James Webb Space Telescope ziet Jupiter-manen in een nieuw licht
Met zijn gevoelige infraroodcamera's en hoge resolutie spectrometer onthult de James Webb Space Telescope (JWST) nieuwe geheimen over de Galileïsche satellieten van Jupiter, met name Ganymedes, de grootste maan, en Io, de meest vulkanisch actieve.
Bij de foto: Een spectroscopische kaart van Ganymedes (links) afgeleid van JWST-metingen toont lichtabsorptie rond de polen die kenmerkend zijn voor het molecuul waterstofperoxide. Een JWST infrarood opname van Io (rechts) toont hete vulkaanuitbarstingen bij Kanehekili Fluctus (midden) en Loki Patera (rechts). De cirkels schetsen de oppervlakken van de twee manen. Foto: Ganymedes: Samantha Trumbo, Cornell; Io: Imke de Pater, UC Berkeley
In twee afzonderlijke publicaties rapporteren astronomen die deel uitmaken van het Early Release Science-programma van JWST de eerste detectie van waterstofperoxide op Ganymedes en zwavelhoudende dampen op Io, beide het resultaat van de dominante invloed van Jupiter.

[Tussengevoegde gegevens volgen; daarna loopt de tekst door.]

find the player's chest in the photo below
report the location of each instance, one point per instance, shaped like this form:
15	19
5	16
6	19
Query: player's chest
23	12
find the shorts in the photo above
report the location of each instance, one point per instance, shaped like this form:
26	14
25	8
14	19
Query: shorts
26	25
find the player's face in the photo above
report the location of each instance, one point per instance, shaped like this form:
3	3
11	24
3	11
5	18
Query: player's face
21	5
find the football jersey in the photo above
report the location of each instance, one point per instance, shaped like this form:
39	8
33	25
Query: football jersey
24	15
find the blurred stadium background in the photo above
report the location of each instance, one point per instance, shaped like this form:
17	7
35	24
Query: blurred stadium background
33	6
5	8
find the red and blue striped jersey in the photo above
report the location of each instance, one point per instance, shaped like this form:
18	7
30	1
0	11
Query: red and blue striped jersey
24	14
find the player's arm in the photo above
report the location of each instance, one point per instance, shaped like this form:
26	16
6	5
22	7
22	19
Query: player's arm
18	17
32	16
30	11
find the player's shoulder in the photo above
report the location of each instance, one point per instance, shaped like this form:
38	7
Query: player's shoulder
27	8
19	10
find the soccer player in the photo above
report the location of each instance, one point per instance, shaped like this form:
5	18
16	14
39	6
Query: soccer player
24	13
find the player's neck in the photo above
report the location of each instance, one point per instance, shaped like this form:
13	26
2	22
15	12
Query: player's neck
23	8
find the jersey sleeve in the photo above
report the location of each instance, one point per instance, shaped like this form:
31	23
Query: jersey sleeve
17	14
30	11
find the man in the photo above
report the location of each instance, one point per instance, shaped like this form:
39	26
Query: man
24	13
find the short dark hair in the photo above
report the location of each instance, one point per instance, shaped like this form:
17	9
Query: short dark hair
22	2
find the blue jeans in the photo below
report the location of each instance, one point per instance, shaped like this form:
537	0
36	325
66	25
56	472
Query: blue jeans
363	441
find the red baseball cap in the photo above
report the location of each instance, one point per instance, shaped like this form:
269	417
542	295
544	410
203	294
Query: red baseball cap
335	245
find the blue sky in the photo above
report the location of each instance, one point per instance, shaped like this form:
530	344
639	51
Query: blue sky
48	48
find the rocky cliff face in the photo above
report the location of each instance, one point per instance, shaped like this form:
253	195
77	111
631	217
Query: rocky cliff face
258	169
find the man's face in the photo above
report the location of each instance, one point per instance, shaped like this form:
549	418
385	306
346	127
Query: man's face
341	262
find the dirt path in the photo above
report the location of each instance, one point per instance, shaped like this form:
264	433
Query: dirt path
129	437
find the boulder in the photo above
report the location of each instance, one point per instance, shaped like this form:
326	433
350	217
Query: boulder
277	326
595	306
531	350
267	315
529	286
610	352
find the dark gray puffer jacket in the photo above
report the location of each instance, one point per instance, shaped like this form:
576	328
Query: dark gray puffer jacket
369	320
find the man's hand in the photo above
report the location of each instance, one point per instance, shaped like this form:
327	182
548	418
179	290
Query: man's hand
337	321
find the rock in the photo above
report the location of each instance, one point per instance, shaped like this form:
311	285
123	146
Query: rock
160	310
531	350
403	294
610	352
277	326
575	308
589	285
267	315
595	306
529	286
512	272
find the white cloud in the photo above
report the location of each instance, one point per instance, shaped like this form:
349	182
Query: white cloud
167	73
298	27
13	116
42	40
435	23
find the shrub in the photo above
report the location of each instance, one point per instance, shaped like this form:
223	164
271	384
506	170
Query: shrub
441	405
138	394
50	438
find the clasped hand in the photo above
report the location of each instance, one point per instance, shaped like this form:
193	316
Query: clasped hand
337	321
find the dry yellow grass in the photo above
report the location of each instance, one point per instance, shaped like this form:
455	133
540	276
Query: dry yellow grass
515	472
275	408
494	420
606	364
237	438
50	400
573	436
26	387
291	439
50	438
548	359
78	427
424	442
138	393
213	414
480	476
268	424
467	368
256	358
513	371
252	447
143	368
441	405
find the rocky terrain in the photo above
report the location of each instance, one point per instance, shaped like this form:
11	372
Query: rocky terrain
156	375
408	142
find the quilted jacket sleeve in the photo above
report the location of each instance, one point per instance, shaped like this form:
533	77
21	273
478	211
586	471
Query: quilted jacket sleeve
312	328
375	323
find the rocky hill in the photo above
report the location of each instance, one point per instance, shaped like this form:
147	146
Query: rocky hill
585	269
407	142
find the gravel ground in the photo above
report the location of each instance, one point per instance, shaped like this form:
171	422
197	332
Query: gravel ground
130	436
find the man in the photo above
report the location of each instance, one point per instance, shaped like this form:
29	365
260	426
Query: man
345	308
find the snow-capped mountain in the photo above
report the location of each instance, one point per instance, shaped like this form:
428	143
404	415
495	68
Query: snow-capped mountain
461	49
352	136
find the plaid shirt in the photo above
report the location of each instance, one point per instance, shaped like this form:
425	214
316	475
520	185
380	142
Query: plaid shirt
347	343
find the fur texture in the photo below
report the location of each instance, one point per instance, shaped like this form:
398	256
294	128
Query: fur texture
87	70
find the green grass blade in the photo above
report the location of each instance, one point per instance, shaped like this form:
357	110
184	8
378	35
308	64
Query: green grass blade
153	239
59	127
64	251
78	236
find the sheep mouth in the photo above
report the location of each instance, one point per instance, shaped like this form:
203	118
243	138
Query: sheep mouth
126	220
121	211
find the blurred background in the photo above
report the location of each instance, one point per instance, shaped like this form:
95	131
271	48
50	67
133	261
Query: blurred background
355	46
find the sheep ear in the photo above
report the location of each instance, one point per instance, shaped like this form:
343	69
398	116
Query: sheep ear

"Dit laat zien dat we ongelooflijke wetenschap kunnen doen met de James Webb Space Telescope op objecten in het zonnestelsel, zelfs als het object echt heel helder is, zoals Jupiter, maar ook als je naar zeer zwakke dingen naast Jupiter kijkt," zei Imke De Pater, professor emerita van astronomie en aard- en planetaire wetenschap aan de Universiteit van Californië, Berkeley.
De Pater en Thierry Fouchet van het Observatorium van Parijs zijn co-hoofdonderzoekers voor het Early Release Science-observatieteam van het zonnestelsel, één van de 13 teams die vroege toegang tot de telescoop kregen.
Samantha Trumbo, een 51 Pegasi b postdoctorale fellow aan de Cornell University, leidde de studie van Jupiter's satelliet Ganymedes, die op 21 juli werd gepubliceerd in het tijdschrift Science Advances.
Met behulp van metingen vastgelegd door de nabij-infraroodspectrometer (NIRSpec) op JWST, detecteerde het team de absorptie van licht door waterstofperoxide - H2O2 - rond de noord- en zuidpool van de maan, een resultaat van geladen deeltjes rond Jupiter en Ganymedes die het ijs raken dat de maan bedekt.
"JWST onthult de aanwezigheid van waterstofperoxide aan de polen van Ganymedes en toont voor het eerst aan dat geladen deeltjes die langs het magnetisch veld van Ganymedes worden geleid, bij voorkeur de oppervlaktechemie van zijn poolkappen veranderen," zei Trumbo.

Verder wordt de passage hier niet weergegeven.